The women who make up the Chinchero weavers collective greeted me at the gate of their workshop with a snack of purple and golden potatoes, some of the over 250 varieties of potatoes grown there. Traditionally dressed women in black skirts, red jackets and bowl-like hats showed me how they spun, dyed and wove their marvelous patterned fabrics. I was fascinated by the plants they use to create all the different colors. An English-speaking young woman from Cusco interpreted for me as I asked questions about the weaving process and about the ages of the children who played in the courtyard. What a neat way to get to know the women of this region. I loved this!

After a boxed lunch from Sol y Luna we headed to Moray, a set of tiered Inca fields arranged on a steep hillside in a harmonious circular pattern. My guide said this had been a plant laboratory where different plants were grown at precise altitudes on each terrace. The effect of these concentric circles carved out among the mountain peaks was hypnotic. Next we headed to the Maras salt flats where families had been running a very salty river through clay beds to extract the salt for over 300 years. A different family owned and maintained each salt bed, letting the water evaporate and then gathering the salt in sacks. The pattern made by these beds laid out all the way down the hillside had its own kind of beauty.
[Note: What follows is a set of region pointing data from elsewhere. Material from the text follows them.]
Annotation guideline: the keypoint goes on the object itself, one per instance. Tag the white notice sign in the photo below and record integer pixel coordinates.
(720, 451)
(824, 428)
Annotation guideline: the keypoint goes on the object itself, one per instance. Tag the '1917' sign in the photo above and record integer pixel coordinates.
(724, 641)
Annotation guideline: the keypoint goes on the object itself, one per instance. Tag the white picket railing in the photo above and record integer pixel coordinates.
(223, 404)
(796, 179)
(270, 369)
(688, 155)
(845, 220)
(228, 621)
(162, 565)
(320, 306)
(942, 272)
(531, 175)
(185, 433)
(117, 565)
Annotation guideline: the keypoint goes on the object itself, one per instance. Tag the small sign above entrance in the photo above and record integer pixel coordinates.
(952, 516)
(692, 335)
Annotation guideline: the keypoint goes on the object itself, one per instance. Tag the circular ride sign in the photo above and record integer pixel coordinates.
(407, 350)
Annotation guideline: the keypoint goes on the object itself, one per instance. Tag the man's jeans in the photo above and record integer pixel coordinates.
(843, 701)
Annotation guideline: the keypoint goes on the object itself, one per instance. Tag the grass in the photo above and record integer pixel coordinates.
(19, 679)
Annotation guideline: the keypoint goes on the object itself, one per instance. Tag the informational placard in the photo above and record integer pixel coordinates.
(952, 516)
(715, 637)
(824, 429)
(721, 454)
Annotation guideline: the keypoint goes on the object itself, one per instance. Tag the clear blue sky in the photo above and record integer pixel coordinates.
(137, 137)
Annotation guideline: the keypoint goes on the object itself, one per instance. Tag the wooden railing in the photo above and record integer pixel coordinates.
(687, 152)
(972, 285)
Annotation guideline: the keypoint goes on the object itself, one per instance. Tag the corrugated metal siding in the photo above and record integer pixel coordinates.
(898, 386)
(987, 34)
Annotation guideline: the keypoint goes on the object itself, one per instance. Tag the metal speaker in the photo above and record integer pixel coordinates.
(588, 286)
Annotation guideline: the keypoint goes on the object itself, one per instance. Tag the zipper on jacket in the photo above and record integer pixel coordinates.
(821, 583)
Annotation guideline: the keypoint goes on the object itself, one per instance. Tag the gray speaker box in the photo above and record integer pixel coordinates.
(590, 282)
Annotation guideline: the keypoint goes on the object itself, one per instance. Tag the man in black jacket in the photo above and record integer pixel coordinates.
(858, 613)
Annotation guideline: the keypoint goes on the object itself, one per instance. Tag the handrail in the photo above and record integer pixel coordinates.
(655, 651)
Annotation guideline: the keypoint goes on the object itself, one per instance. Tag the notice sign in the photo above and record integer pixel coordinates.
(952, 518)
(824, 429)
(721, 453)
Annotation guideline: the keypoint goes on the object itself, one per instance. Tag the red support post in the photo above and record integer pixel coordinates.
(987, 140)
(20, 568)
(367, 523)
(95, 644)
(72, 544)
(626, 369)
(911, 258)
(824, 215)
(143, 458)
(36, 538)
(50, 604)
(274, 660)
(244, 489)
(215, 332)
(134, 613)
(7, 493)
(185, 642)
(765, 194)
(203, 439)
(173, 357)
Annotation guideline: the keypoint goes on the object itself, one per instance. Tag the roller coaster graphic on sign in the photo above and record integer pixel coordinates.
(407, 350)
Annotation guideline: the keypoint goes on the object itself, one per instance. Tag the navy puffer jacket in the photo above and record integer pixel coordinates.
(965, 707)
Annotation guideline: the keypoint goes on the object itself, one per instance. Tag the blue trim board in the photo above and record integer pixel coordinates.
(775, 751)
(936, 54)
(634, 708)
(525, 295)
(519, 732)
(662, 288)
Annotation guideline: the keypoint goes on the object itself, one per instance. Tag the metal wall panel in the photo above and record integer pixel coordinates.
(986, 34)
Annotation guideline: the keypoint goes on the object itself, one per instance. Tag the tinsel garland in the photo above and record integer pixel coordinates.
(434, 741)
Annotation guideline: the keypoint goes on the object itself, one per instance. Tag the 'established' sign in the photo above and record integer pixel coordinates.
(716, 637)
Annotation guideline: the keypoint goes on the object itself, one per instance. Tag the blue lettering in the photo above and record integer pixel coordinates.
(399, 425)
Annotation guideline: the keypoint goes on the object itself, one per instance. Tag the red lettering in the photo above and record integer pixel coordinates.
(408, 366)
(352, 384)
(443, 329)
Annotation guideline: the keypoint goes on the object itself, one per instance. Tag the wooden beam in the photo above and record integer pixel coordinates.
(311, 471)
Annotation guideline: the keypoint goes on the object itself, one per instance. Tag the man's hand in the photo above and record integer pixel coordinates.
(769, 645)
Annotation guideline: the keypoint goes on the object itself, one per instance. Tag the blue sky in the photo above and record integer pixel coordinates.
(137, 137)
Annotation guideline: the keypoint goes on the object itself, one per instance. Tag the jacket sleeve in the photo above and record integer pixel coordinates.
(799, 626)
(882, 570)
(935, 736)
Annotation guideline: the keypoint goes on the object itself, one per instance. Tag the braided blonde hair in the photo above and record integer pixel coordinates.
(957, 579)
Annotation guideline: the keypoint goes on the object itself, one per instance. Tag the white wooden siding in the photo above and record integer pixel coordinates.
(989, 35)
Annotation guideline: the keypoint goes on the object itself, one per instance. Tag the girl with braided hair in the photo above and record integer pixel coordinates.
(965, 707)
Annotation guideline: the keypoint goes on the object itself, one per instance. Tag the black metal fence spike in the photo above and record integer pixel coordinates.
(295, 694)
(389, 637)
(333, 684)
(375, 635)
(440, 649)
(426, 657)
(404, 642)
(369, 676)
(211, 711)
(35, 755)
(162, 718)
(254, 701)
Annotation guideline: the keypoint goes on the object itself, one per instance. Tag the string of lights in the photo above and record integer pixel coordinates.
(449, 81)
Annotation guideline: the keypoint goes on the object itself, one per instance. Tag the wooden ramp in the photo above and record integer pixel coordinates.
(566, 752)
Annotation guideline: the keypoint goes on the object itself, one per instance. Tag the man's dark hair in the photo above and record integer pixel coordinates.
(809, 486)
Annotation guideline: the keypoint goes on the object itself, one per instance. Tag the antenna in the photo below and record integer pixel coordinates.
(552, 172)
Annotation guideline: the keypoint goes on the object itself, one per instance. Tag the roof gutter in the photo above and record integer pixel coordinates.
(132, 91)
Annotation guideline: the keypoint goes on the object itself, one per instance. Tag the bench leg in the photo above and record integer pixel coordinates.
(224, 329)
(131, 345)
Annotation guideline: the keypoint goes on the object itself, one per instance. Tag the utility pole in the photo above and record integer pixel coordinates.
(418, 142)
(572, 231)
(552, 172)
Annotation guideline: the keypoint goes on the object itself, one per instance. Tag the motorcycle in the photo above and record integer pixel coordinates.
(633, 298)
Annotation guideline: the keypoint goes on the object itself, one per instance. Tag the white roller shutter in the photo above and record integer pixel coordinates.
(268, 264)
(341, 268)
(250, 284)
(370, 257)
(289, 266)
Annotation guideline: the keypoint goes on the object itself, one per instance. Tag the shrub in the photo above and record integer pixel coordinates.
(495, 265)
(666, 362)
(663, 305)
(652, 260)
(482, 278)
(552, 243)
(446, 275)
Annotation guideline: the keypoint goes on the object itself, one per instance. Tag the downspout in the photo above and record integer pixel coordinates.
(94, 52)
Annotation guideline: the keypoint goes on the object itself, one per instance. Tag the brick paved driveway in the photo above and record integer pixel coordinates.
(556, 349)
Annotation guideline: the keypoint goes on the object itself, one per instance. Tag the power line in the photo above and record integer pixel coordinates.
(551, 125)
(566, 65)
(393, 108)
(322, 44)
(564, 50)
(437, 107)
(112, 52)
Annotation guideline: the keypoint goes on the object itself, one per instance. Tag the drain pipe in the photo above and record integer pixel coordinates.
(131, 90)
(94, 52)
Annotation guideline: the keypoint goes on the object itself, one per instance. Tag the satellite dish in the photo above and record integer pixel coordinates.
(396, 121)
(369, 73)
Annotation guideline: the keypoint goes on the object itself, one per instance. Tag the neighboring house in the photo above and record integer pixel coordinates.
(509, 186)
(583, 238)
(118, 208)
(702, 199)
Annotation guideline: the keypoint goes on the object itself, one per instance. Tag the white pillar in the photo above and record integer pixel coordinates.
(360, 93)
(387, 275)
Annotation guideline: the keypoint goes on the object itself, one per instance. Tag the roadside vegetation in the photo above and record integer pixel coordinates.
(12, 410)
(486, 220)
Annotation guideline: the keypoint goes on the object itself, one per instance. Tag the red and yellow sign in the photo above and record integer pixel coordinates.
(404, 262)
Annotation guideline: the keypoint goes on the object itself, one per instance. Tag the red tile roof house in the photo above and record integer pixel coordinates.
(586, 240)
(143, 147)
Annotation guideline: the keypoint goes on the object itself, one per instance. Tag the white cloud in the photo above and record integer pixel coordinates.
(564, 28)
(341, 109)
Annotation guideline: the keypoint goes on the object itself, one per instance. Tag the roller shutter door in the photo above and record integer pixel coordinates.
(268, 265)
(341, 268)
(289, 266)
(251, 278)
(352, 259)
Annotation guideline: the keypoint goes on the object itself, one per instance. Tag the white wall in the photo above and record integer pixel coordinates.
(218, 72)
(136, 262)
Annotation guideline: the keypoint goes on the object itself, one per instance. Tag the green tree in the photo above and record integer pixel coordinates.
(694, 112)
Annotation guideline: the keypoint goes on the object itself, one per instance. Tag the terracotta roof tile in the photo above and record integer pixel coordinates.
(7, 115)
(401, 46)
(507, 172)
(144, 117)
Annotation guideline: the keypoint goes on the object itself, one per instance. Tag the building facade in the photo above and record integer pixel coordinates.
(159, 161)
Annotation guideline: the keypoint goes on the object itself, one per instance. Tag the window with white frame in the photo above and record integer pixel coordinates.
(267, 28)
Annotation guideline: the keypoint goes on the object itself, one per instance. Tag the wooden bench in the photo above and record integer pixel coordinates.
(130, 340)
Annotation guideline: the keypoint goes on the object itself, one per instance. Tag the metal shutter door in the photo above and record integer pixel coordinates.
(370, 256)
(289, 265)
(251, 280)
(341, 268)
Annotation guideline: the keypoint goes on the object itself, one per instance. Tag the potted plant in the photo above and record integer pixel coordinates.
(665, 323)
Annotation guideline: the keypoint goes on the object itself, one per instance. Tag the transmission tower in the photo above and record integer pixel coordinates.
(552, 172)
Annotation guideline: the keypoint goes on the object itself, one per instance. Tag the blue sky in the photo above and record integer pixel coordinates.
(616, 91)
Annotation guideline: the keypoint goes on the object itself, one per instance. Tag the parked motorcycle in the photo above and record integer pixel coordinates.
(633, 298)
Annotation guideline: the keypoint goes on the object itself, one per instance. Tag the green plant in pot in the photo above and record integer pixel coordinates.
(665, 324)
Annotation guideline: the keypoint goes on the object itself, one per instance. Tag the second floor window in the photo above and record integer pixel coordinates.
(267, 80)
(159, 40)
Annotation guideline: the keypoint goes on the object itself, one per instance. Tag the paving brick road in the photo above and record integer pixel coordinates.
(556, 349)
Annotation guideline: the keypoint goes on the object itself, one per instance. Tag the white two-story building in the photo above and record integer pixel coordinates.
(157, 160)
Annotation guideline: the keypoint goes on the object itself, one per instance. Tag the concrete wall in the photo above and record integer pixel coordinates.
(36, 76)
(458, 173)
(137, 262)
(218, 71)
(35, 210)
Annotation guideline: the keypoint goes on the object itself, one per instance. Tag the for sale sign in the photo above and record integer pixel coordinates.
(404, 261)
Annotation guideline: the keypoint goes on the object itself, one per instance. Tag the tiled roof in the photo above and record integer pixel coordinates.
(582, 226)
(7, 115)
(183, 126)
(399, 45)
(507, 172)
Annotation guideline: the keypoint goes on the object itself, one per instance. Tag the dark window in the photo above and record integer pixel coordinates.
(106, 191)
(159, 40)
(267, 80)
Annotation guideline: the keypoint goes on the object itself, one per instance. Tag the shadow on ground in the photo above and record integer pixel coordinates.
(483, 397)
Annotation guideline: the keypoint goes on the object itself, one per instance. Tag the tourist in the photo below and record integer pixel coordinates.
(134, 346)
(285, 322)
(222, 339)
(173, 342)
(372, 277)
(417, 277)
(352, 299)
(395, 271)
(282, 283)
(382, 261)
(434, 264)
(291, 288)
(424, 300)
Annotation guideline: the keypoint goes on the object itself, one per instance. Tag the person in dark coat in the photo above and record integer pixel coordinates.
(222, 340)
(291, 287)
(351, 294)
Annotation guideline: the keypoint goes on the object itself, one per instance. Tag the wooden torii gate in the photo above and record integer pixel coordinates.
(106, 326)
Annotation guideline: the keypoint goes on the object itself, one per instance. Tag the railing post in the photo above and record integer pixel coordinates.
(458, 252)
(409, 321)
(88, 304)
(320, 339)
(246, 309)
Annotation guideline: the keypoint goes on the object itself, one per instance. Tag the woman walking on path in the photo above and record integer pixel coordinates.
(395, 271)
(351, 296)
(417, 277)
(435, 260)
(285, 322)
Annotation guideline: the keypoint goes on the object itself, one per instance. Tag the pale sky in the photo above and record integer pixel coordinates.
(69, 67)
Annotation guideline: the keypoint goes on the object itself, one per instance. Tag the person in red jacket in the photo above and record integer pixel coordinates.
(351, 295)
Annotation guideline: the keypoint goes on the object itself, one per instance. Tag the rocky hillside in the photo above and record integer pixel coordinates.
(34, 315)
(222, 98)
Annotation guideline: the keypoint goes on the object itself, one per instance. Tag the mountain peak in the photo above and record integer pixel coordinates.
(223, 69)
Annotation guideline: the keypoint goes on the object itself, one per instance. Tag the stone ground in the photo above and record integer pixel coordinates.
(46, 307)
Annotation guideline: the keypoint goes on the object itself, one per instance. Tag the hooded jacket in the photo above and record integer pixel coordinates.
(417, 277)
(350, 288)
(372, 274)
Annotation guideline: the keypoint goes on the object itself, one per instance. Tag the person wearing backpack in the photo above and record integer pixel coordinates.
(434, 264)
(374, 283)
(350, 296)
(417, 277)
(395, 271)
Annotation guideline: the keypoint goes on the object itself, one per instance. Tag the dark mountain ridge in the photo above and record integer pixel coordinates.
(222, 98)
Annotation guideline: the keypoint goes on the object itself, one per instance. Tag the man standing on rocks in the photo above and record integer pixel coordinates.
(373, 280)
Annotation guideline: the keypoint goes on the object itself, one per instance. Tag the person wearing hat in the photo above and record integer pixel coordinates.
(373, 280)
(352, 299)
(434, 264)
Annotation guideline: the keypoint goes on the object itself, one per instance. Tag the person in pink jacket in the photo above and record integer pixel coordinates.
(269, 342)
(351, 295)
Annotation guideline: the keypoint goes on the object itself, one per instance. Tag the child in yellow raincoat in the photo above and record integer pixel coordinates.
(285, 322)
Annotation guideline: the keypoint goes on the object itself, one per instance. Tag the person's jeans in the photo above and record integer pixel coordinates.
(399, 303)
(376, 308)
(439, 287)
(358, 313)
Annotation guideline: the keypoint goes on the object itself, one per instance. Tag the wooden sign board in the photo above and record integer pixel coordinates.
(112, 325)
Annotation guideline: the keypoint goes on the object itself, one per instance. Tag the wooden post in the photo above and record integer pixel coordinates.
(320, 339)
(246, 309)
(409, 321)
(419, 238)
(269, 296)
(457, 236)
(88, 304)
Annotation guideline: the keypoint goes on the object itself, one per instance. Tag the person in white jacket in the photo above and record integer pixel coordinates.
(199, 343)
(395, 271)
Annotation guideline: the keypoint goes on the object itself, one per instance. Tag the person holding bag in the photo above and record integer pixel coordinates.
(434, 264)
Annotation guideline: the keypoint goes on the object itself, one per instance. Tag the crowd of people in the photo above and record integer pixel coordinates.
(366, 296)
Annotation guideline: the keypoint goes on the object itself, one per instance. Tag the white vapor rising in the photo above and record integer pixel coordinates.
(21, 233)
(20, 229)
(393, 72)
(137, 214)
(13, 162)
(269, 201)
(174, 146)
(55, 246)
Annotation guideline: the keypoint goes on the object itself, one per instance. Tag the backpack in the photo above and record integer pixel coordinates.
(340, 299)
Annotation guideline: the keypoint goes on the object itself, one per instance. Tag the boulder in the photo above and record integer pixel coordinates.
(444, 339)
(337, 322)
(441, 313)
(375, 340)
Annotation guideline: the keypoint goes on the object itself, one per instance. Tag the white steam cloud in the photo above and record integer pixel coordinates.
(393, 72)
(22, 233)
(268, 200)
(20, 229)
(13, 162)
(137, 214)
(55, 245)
I left Sol y Luna early on Day 4 of my trip with great anticipation as I headed to the Ollantaytambo train station for my journey to Machu Picchu. My train was called the Vista Dome because it had great overhead windows I could look out to see cloud-wreathed Andean peaks as we traveled toward Aguas Calientes, the town at the base of Machu Picchu. After securing my luggage at my hotel, Inkaterra, a maze of plantings, charming casitas and understated elegance, I boarded a bus to Machu Picchu and was finally on my way to this mysterious Incan temple or fortress or mansion--no one really knows what--to experience it for myself.

And experience it I did. The placement high in the clouds, the architecture of carved stone against stone the building of which must have been a herculean task, the thousands of stairs from level to level, and the hush that falls over every visitor as they stand up near the Gate of the Sun and look down on Machu Picchu as every Inca from this place must have before them, is an experience not to be missed. It's hard to say in words how extraordinary Machu Picchu truly is.

The following day I had a choice between going back to Machu Picchu, as some might, to climb Wayna Picchu, or to stay at Inkaterra and experience what this amazing lodge has to offer. I decided to take a tour of the orchids and plantings that surround this Condé Nast winning property, Inkaterra, and I wasn't disappointed as hummingbirds, butterflies and exquisite flora were my reward. Later that afternoon I took the train back to Cusco where I finally had the opportunity to explore this fascinating town. My day and a half in Cusco was filled with shopping, dining, people watching, museums, churches, talking with local people and general delight. Cusco is wonderful place to end this journey into a different way of life and a seemingly different time.

If you asked me what I liked best about my Peru trip, I'd have to say how excited I was to discover that the ancient relationship between the earth and the people working the land lives on in Peru so we can get a sense of how rewarding that relationship can be. I'd have to say that my favorite thing about Peru is knowing that there is still a place where growing things and living together in community has produced a magnificently rich culture including an extraordinary feat of architecture known as Machu Picchu. After this trip, I firmly believe that Machu Picchu should be on every single traveler's "bucket list".